An interesting problem: you have a depth-first process and need to turn it into a breadth-first one. How to proceed? A simple publish-subscribe message bus works single-threaded so when a message receiver publishes a new message in response, the new message is processed before the rest of the receivers of the first message have a chance to run. This leads to some confusing situations where message order is counter-intuitive.

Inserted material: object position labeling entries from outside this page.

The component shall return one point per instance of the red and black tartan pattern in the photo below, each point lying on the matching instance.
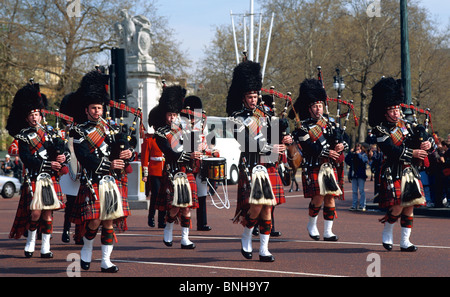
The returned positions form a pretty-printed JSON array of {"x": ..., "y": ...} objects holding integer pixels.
[
  {"x": 316, "y": 131},
  {"x": 174, "y": 136},
  {"x": 166, "y": 192},
  {"x": 406, "y": 221},
  {"x": 244, "y": 190},
  {"x": 107, "y": 236},
  {"x": 46, "y": 227},
  {"x": 95, "y": 138},
  {"x": 87, "y": 208},
  {"x": 265, "y": 226},
  {"x": 385, "y": 195},
  {"x": 37, "y": 142},
  {"x": 313, "y": 189},
  {"x": 22, "y": 220},
  {"x": 397, "y": 135}
]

Since everything is plain Java, I cannot use continuations for the activation records else I would just reorder them. Ah, but I can come close enough for this simple system. Consider these two data structures (in reality, they are immutable classes, but I shortened them to C-style structs for conciseness):
public class Binding { public Receiver recipient; // the target object for Method.invoke(Object...) public Method onReceive; // the method } public class ActivationSet { public Set<Binding> bindings; // JDK 5.0, plain Set for JDK 1.3 or JDK 1.4 public Message message; // the argument for on Method.invoke(Object...) }
Now the publish algorithm is quite simple given an instance variable of Queue<ActivationSet>
for the channel:
public void publish(Message message) { Set<Binding> bindings = findSubscribers(message); if (bindings.isEmtpy()) return; // Check if we're first to publish boolean topContext = activations.isEmpty(); // Queue our recipients activations.offer(new ActivationSet(bindings, message)); // Let the top context handle recipients in queue-order if (!topContext) return; while (!activations.isEmpty()) { // activate() invokes onReceive for each binding in the set activations.peek().activate(); // Be careful not to remove our own activation set prematurely; // otherwise the topContext check above won't work right activations.remove(); } }
The effect is to queue up the depth-first nature of recursive method calls and handle them in breadth-first order. The code is quite simple once the concept is clear.